Harold and Kumar Go To White Castle

(Danny Leiner, Dir & John Cho (Harold) and Kal Penn (Kumar))

I know that as films go, this one is a piece of nonsense (brought to us by the same guy who gave the world Dude Where's My Car?) but I was in the mood for some nonsense and, having made my own quest to White Castle, I thought this would fit the bill. My particular quest came about when I was staying with a friend in Dearborn Michigan who kept talking of local fast food joints I'd never heard of - such as Tim Hortons (for donuts) and White Castle, where you buy burgers by the half dozen and they're steamed, not grilled. They come about the size of those breadrolls from KFC. So, after several episodes in which conversation kept returning to White Castle we eventually made the big drive to get some - I really have no memory of them being anything at all.

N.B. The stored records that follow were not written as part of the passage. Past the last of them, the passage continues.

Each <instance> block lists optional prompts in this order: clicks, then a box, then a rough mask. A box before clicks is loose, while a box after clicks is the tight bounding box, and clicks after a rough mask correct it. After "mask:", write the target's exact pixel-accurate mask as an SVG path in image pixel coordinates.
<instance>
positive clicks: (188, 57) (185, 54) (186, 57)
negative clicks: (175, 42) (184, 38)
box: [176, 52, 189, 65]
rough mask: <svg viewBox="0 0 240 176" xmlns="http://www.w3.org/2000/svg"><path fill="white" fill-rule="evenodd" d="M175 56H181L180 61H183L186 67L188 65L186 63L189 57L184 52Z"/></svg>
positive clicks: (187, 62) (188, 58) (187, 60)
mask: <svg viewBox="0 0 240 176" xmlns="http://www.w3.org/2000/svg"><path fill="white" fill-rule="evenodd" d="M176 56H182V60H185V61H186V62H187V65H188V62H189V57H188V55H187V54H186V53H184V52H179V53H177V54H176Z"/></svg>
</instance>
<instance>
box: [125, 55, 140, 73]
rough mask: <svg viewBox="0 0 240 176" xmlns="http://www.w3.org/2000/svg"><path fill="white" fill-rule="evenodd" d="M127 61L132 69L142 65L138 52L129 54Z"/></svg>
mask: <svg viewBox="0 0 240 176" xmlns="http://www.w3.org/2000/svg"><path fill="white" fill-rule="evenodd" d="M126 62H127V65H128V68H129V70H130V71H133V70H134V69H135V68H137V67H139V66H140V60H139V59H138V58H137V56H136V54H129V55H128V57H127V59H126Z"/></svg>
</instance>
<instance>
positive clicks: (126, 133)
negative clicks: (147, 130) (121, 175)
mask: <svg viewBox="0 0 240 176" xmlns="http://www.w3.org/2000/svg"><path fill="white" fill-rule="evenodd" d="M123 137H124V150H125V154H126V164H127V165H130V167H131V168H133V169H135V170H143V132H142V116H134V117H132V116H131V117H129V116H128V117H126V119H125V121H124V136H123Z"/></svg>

For Harold and Kumar, however, they have acheived mystical properties. Both have important stuff to do - Harold is dealing with the immense amount of work his stereotyping workmates dump on him (those Asians, they love to work) and Kumar is being pressured by his Dad to go to medical school: he has an interview in the morning, so needs to be fresh. Instead they go on what turns out to be an all night mission for White Castle. They are both pretty straight up guys, Harold in particular, except that they both do drugs - and there is one really wierd scene where Kumar dreams he is married to this ever-increasing bag of weed. Many things intervene to delay their quest (I guess that's what makes it a quest) - some nice (drugs, girls, a preacher's wife offered to them for sex) but many not so nice (racist yahoos, racist cops, Doogie Howser, prison, an escaped Cheetah (which turns out to be surprisingly helpful in a scene I found funny, even if others did not), a stolen car...).

Of course, they succeed - that's the basic premise of a comedy - and in doing so, everything is put right - with Kumar's Dad and career, with Harold's co-workers, with the rednecks that have been hassling them. By the time they finally made it to White Castle, I could have done with some myself. Interesting that this movie should be made the same year as the anti-McDonalds movie, Upsize Me (the premise of which makes no sense to me).